Les tensions diplomatiques entre la France et l’Algérie connaissent une nouvelle escalade qui suscite de nombreuses inquiétudes, notamment pour les Français vivant en Algérie ainsi que pour les entreprises qui y opèrent. Si aucun décret officiel ne cible encore directement les intérêts économiques français, la montée en puissance des différends politiques pourrait bien avoir des répercussions sur le commerce bilatéral et, plus largement, sur la présence française en Algérie.
Michel Bisac, président de la Chambre de commerce et d’industrie (CCI) France-Algérie, alerte sur les conséquences potentielles de cette crise, dans un entretien accordé à La Dépêche. « Jusqu’à maintenant, j’ai souvent répété que rien n’avait bougé en Algérie. Mais ce qui m’inquiète, c’est cette escalade permanente. À terme, elle va forcément poser de gros problèmes », explique-t-il. Actuellement, près de 6000 entreprises françaises travaillent avec l’Algérie et environ 400 sont implantées sur le sol algérien. Pour ces dernières, l’incertitude grandit face à un climat politique de plus en plus tendu.
L’Algérie représente un marché important pour la France, avec 4,8 milliards d’euros d’exportations françaises en 2024, soit une hausse de 6,6 % par rapport à l’année précédente. Le pays est un client de premier plan pour de nombreux secteurs, et une rupture brutale de ces échanges pourrait s’avérer problématique. « Si on venait à perdre ce marché, combien de temps va-t-il nous falloir pour retrouver des clients capables de compenser ? », interroge Bisac.
Les répercussions éventuelles ne concernent pas seulement les grandes entreprises, mais aussi de nombreuses PME qui dépendent directement de leurs échanges avec l’Algérie. Un blocage administratif ou une décision soudaine des autorités algériennes pourrait mettre en péril plusieurs acteurs économiques français. « Si vous avez une commande à l’export de 200 000 – 300 000 euros qui est bloquée en douane, il y a un impact immédiat pour ces entreprises », ajoute Bisac.
Du côté des importations, la balance est plus favorable à l’Algérie, avec 6,3 milliards d’euros d’exportations vers la France en 2023. Ces chiffres sont largement dominés par les hydrocarbures, avec 2,7 milliards d’euros de pétrole brut et 2,4 milliards d’euros de gaz non liquéfié. Toutefois, selon Bisac, « le vrai sujet, ce n’est pas ce que nous achetons à l’Algérie mais ce que nous lui vendons ». Les contrats en cours avec des groupes comme Total ou Engie semblent, pour le moment, épargnés par les tensions politiques.

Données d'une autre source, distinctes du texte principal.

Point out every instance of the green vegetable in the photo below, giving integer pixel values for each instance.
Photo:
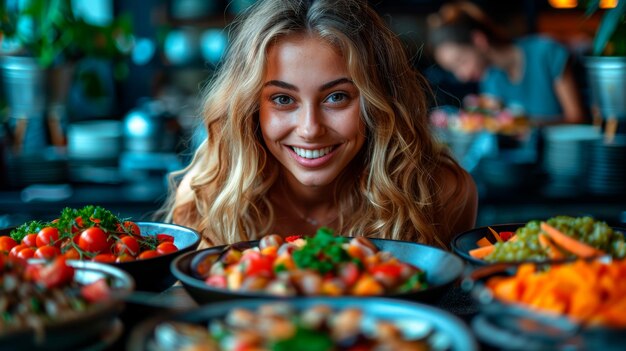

Mais au-delà des chiffres, c’est l’impact humain de cette crise qui inquiète. De nombreux Français vivent en Algérie, parfois depuis plusieurs décennies, et entretiennent des liens familiaux et professionnels profonds avec le pays. Une détérioration prolongée des relations pourrait rendre leur quotidien plus difficile, en fragilisant leur statut et en compliquant leurs interactions avec les autorités locales.
Michel Bisac s’inquiète également du discours politique en France, où l’Algérie semble être devenue un sujet de crispation récurrent. « Pour des visées qui relèvent, à mon avis, de la politique politicienne, on ne parle que d’OQTF ou de délinquance algérienne, et on en arrive à des choses qui sont quand même assez délirantes », regrette-t-il. Selon lui, cette rhétorique risque d’alimenter des tensions inutiles et de nuire aux intérêts français à l’étranger.
Malgré ce climat incertain, la vie quotidienne des Français en Algérie ne semble pas encore directement affectée. « En Algérie, je tiens à le dire, dans la vie du quotidien, on ne ressent aucune agressivité à l’égard des Français », assure Bisac. Néanmoins, l’inquiétude demeure quant à l’avenir des relations entre les deux pays, alors que la politique française s’oriente vers des positions plus dures et que l’Algérie pourrait décider de réagir de manière plus ferme.
Si la situation continue à se détériorer, la France pourrait perdre un partenaire commercial stratégique et des milliers d’entreprises françaises pourraient se retrouver en difficulté. Les Français installés en Algérie, quant à eux, risquent de se retrouver dans une situation délicate, pris entre les tensions politiques et leur attachement à un pays où ils ont construit leur vie.